ATI RN
Nutrition ATI Proctored Exam
1. An advance directive known as a durable power of attorney involves appointing another person called a(n) _____ to act as the decision maker in the event of the patient's incapacitation.
- A. witness
- B. primary caregiver
- C. health care agent
- D. state proxy
Correct answer: C
Rationale: The correct answer is 'health care agent.' A health care agent is appointed through a durable power of attorney to make medical decisions on behalf of a patient who becomes incapacitated. The term 'witness' (choice A) is incorrect because a witness only observes the signing of the directive and does not make decisions. 'Primary caregiver' (choice B) is also incorrect as they may provide care but are not necessarily legally empowered to make decisions. 'State proxy' (choice D) is not commonly used in the context of advance directives or health care decision making, making it an incorrect choice.
2. After 3 days, the nurse notes that James has chest indrawing and stridor. His mother returned him to the health center immediately. The nurse should:
- A. Change the medication to the second-line antibiotics
- B. Advise the mother to observe the child and continue giving the antibiotics
- C. Give the first dose of antibiotics and refer urgently
- D. Observe the child at the center
Correct answer: C
Rationale: In the scenario described, the presence of chest indrawing and stridor indicates respiratory distress, which requires immediate attention. Giving the first dose of antibiotics and referring urgently is the correct course of action to ensure prompt and appropriate management of the child's condition.
3. The client is at risk for impaired skin integrity related to the need for several weeks of bedrest. The nurse evaluates the client after 1 week and finds skin integrity is not impaired. In evaluating the plan of care, what is the nurse’s best action?
- A. Remove the nursing diagnosis in the plan of care since it has not occurred
- B. Change the nursing diagnosis in plan of care to impaired mobility
- C. Modify the nursing diagnosis in plan of care to impaired skin integrity
- D. Keep the nursing diagnosis in the plan of care the same since the risk factors are still present
Correct answer: Keep the nursing diagnosis in the plan of care the same since the risk factors are still present
Rationale:
4. A nurse is caring for a client and realizes they have administered the wrong medication.
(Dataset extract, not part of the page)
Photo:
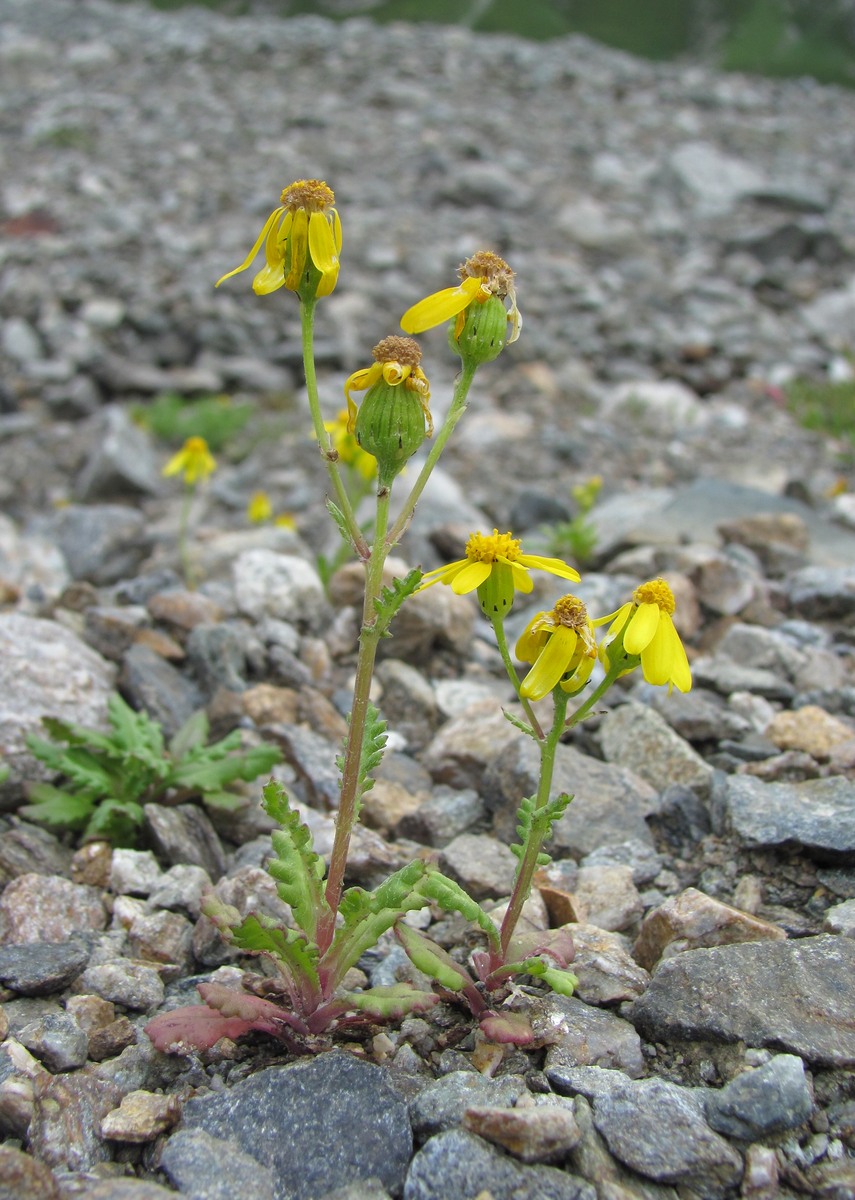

Which of the following actions should the nurse take first?
- A. Notify the provider
- B. Check the condition of the client
- C. Document the occurrence in the electronic medical record
- D. Complete an incident report
Correct answer: B
Rationale: The correct answer is to 'Check the condition of the client' first. When a medication error occurs, the nurse's initial priority should be to assess the client's condition to address any immediate harm or side effects. Notifying the provider can come after ensuring the client's safety. Documenting the occurrence in the electronic medical record and completing an incident report are important steps but should follow the assessment of the client's condition to prioritize patient safety.
5. A 6-year-old child has patient-controlled analgesia (PCA) for pain management after orthopedic surgery. The parents are worried that their child will be in pain. What should your explanation to the parents include?
- A. The child will continue to sleep and be pain-free
- B. Parents cannot administer additional medication with the button
- C. The pump can deliver baseline and bolus dosages
- D. There is a high risk of overdose, so monitoring is done every 15 minutes
Correct answer: C
Rationale: PCA pumps are designed to deliver both a continuous baseline dose and patient-activated bolus doses, which can help manage pain effectively while minimizing the risk of overdose.